Donald Trump has said he still would have won the US presidential election if it were based on the popular vote rather than the Electoral College system. The Republican insisted that he would have campaigned differently, allowing him to clinch the White House by an even bigger margin.
The US President-elect's comments come as his Democratic rival, Hillary Clinton, looks set to edge Trump out by around a million votes. One state is left to be counted.
In the US, 270 Electoral College votes are required to win the presidency, not a majority of all votes. If elections in the US were based on the popular vote, Trump may not have necessarily lost as the campaign would likely have been broader than the 10 to 12 key battleground states that were frequently visited.

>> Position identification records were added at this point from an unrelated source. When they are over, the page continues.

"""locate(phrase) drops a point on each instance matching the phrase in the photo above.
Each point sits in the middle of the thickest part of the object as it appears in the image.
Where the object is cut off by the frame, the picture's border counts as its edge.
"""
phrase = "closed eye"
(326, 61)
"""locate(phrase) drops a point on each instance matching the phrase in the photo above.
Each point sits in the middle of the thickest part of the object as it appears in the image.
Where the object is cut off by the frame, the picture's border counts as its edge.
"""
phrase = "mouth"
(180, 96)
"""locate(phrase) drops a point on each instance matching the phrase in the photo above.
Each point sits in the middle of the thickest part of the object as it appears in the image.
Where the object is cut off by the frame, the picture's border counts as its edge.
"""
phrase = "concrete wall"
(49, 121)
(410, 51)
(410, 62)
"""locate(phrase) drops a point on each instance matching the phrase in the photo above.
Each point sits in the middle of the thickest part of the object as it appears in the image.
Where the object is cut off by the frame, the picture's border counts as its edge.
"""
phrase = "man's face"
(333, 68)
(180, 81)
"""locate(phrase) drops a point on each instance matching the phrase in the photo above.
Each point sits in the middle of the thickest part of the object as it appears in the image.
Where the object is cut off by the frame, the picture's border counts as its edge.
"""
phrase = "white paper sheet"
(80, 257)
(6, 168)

Writing on Twitter, Trump said: "If the election were based on total popular vote I would have campaigned in N.Y., Florida and California and won even bigger and more easily.
"The Electoral College is actually genius in that it brings all states, including the smaller ones, into play. Campaigning is much different!" he added.

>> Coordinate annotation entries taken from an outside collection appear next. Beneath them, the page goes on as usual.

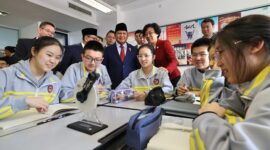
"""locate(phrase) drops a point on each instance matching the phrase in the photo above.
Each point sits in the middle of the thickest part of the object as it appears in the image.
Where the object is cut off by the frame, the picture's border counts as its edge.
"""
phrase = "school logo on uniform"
(50, 88)
(156, 81)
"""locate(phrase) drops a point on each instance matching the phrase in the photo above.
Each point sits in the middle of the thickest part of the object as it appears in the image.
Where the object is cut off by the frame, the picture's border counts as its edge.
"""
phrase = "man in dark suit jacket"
(23, 48)
(119, 69)
(73, 53)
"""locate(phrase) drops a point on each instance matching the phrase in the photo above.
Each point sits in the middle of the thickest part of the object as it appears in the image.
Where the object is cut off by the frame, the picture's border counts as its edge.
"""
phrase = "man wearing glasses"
(192, 78)
(92, 56)
(120, 58)
(23, 48)
(73, 52)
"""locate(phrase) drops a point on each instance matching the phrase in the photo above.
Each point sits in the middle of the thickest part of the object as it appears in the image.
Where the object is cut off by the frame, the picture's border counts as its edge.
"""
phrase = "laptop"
(181, 109)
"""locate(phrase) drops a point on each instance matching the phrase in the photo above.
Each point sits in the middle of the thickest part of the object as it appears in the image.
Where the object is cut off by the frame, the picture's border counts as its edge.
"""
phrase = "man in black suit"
(23, 48)
(120, 58)
(73, 53)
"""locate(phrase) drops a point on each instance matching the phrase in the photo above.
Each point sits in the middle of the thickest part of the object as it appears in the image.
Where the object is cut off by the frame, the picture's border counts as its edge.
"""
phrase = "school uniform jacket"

However, the President-elect has previously branded the Electoral College "a disaster for democracy" following Mitt Romney's 2012 loss to Barack Obama. Trump added that "the phoney Electoral College made a laughing stock out of our nation".
Speaking in an interview on the 60 Minutes programme on Sunday (13 November), Trump reiterated his preference for the popular vote system. "I'm not going to change my mind just because I won. But I would rather see it where you went with simple votes," he said.

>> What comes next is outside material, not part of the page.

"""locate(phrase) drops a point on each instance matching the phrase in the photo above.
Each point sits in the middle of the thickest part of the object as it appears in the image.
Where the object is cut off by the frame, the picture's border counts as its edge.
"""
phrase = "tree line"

"You know, you get 100 million votes and somebody else gets 90 million votes and you win. There's a reason for doing this because it brings all the states into play – Electoral College, and there's something very good about that. But this is a different system. But I respect it. I do respect the system," Trump told interviewer Lesley Stahl.
Vermont Senator Bernie Sanders, who challenged Clinton for the Democratic Party presidential nomination, has also said it was time to "rethink" the Electoral College system.